W dniu 2019-04-26 o 13:29, Adam pisze:
Ale elektronikę stacji czy "aiołki" (kontrolera I/O)?
Elektronikę stacji, 8 bitowce kontrolery miały przeważnie we flopie.
Mój kontakt z flopkami zaczął się od AT (286), na Spectrumie i Atari
miałem tylko magnetofon :)
a) czy gdyby kontroler go zignorował (lub gdyby go na sztywno
zewrzeć do
+5V), to stacja w ogóle pozwoliłaby kontrolerowi na zapis,
b) czy to kontroler go interpretował, czy BIOS, czy DOS -- i czy zapis
bezpośrednio rejestrami kontrolera nie mógłby obejść tej
blokady bez
zmian hardware'u.
Pytasz o PC, nie wiem jak tam to było realizowane.

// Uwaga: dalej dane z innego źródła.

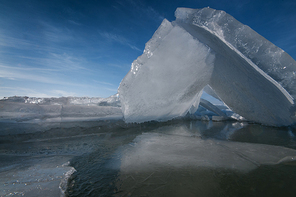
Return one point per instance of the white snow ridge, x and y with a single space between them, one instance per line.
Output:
208 47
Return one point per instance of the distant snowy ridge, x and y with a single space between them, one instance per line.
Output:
209 48
34 110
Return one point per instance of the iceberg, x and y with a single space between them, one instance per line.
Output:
209 48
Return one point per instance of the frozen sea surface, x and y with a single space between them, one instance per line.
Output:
175 158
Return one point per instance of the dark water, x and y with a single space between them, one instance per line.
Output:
176 158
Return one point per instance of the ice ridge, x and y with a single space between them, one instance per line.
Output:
208 47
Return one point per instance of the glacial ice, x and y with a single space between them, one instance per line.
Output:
208 47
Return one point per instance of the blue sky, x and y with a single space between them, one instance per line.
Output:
53 48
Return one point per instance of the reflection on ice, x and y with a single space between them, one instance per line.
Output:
176 158
177 147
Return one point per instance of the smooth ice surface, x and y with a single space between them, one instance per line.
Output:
175 158
253 77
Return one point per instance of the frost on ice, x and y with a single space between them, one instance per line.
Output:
207 47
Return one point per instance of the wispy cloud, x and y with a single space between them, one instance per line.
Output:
120 39
26 74
18 91
61 93
103 82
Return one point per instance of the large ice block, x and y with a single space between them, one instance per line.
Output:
252 76
168 78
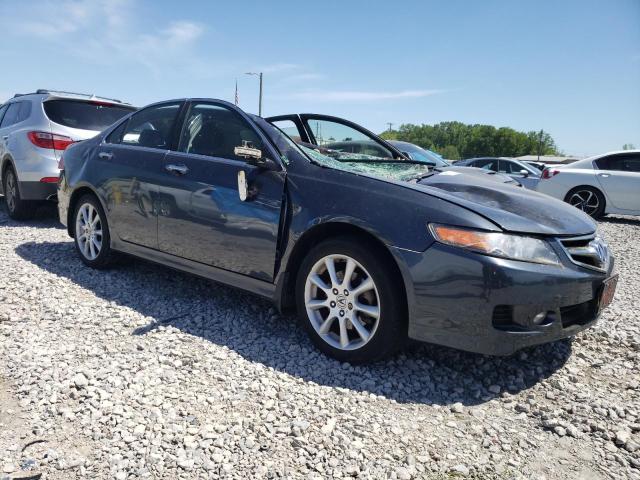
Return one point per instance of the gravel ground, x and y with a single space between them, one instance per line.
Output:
142 372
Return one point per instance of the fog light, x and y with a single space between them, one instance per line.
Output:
539 318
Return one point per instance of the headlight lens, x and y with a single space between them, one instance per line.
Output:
503 245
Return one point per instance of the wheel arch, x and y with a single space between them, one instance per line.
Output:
285 283
5 163
588 186
75 196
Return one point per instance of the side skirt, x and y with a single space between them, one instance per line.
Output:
243 282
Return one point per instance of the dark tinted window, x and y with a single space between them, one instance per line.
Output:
3 109
487 164
152 127
24 112
290 128
625 163
216 131
84 115
10 117
116 135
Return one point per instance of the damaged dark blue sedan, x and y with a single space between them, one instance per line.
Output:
371 247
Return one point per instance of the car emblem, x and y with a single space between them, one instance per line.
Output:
600 249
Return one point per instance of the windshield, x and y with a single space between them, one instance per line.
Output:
85 115
420 154
401 170
398 170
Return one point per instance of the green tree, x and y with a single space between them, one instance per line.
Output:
450 152
474 140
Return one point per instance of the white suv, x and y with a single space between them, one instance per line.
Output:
35 128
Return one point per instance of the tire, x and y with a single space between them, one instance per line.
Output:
17 208
91 233
344 325
588 199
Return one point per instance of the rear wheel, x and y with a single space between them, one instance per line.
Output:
17 208
349 303
588 199
91 232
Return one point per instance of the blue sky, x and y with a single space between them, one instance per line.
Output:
569 67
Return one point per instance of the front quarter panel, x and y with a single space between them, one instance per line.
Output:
397 216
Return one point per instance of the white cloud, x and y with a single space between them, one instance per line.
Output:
182 32
279 67
359 95
105 32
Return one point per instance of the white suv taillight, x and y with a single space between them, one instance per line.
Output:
49 140
549 172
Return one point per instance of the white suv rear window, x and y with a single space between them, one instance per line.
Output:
85 115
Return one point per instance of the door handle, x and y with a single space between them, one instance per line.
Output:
176 169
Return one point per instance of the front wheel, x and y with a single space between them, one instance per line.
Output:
587 199
91 232
349 303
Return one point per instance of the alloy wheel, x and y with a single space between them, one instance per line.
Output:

Tak, cały czas mówię o PC, bo tam jest rozdział na "głupią" stację i
"mądry" kontroler.
Jak wywalało błąd blokady to dobre programy o nim wiedziały i
miałeś komunikat na ekranie a kiepskie nie koniecznie.
Co wypisywały? Wykrzaczały się?
Zależnie od programu: błąd - numer, błąd zapisu, nie można wykonać
polecenia.
Jak miałeś dobrego flopa z wyświetlaczem to wyświetlał np. Er.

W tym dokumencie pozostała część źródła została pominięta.